Key point: This is static analysis. No LLM can poison it. It's just Python code analyzing text patterns.

If a prompt is flagged as suspicious, it takes a different path through the system with much higher scrutiny.

Layer 2: Heterogeneous Multi-LLM Generation

Instead of asking one LLM to generate code, DiSE asks multiple LLMs from entirely different families:

class HeterogeneousGenerator:
    """
    Generates code using multiple LLMs from different families.
    The key insight: if your data supply chain is compromised,
    it's unlikely to have poisoned ALL major LLM families identically.
    """

    def __init__(self):
        self.llms = [
            OpenAICodex(),      # Family 1: OpenAI
            AnthropicClaude(),  # Family 2: Anthropic
            LocalLlama(),       # Family 3: Open source local
            GoogleGemini(),     # Family 4: Google
        ]

    def generate_tool(self, spec: ToolSpec) -> List[CodeVariant]:
        variants = []

        for llm in self.llms:
            variant = llm.generate(spec)
            variant.source_family = llm.family
            variant.source_model = llm.model_name
            variants.append(variant)

        return variants

Why this works:

  • OpenAI's training pipeline is separate from Anthropic's
  • Anthropic's is separate from Meta's (Llama)
  • Local open-source models use different training data
  • A poisoned dataset in one supply chain is extremely unlikely to have poisoned all of them with the same triggers

Layer 3: Cross-Family Semantic Comparison

Now we have 3-4 different code implementations from different LLM families. DiSE compares them:

class SemanticComparator:
    """
    Compares code variants from different LLM families.
    Disagreement is suspicious.
    """

    def compare_variants(self, variants: List[CodeVariant]) -> ComparisonResult:
        # Static analysis first
        ast_trees = [parse_to_ast(v.code) for v in variants]

        # Structural comparison
        structures = [self.extract_structure(ast) for ast in ast_trees]
        agreement_score = self.measure_structural_similarity(structures)
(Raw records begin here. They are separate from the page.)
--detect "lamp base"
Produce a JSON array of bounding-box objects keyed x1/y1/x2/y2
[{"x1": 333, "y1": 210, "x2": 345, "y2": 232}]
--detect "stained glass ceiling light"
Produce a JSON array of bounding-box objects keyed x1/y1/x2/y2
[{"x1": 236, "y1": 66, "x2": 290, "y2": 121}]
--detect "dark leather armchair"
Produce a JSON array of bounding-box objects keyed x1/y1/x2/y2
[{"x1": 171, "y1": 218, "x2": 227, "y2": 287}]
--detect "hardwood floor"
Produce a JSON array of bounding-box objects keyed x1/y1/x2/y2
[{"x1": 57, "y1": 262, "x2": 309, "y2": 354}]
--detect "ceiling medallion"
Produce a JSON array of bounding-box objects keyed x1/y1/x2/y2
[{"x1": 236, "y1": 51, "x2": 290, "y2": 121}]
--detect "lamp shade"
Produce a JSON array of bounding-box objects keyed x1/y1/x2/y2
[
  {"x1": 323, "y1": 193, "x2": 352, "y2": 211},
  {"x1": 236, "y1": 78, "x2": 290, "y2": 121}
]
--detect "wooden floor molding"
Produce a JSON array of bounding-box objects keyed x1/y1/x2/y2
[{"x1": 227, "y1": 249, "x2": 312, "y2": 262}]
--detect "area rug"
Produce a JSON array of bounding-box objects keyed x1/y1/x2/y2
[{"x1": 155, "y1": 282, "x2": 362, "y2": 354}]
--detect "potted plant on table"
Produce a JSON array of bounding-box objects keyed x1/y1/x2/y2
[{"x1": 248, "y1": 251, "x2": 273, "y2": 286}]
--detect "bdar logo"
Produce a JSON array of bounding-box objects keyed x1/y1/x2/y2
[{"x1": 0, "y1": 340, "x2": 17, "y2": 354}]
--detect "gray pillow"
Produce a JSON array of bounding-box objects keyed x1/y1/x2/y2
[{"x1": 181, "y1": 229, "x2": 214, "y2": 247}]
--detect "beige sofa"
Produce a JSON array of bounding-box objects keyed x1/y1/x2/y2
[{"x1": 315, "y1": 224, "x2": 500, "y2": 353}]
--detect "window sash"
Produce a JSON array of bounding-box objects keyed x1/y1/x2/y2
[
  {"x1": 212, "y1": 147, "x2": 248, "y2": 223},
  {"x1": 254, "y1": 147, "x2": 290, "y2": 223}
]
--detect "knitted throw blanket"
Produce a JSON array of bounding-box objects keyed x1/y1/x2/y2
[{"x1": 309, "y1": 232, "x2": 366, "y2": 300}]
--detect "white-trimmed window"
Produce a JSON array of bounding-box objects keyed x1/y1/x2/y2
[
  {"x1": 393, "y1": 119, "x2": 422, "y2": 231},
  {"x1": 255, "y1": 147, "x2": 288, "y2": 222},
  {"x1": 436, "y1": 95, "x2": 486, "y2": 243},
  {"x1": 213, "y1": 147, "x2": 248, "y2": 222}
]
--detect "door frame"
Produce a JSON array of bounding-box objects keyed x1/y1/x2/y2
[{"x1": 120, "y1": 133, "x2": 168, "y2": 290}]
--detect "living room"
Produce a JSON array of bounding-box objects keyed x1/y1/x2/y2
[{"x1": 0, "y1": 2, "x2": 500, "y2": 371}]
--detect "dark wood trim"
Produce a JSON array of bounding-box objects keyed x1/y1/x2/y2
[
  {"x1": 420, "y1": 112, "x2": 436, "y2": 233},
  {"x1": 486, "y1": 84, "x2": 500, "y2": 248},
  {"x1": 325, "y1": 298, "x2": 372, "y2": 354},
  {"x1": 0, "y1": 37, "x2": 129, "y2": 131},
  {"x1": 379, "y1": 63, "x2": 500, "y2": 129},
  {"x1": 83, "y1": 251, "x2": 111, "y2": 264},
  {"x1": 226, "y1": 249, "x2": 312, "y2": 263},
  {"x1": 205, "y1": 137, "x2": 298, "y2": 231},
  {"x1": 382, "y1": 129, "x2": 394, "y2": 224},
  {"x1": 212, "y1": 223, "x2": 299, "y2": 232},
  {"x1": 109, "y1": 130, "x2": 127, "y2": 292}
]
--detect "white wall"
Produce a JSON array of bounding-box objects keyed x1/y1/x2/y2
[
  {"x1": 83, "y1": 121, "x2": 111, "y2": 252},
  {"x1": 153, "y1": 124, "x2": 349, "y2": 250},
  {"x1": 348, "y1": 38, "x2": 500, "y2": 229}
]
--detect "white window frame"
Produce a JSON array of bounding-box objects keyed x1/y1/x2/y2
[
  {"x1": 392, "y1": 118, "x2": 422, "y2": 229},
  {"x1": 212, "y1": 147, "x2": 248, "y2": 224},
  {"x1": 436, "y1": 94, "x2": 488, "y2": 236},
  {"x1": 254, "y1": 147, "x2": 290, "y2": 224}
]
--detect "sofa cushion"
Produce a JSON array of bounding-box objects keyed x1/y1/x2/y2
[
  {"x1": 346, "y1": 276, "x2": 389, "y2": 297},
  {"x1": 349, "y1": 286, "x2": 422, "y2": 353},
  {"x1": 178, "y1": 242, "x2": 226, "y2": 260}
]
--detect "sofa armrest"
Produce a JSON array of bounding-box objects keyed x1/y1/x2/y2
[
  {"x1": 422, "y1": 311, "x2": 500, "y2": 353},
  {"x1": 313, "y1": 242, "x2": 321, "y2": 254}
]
        # Behavioral comparison
        test_results = [self.dry_run_tests(v) for v in variants]
        behavior_agreement = self.compare_test_outcomes(test_results)

        # Security analysis
        security_profiles = [self.security_scan(v) for v in variants]
        security_agreement = self.compare_security(security_profiles)

        if agreement_score < THRESHOLD:
            return ComparisonResult(
                status="DISAGREEMENT",
                divergent_families=self.identify_outliers(variants),
                suspicious_variants=self.flag_suspicious(variants)
            )

        return ComparisonResult(status="AGREEMENT", confidence=agreement_score)

What we're checking:

  1. Structural similarity - Do they all implement the same algorithm?
  2. Behavioral equivalence - Do they pass the same tests with the same results?
  3. Security posture - Do any variants have suspicious patterns?

If one LLM family produces code that's significantly different from the others, that's a red flag.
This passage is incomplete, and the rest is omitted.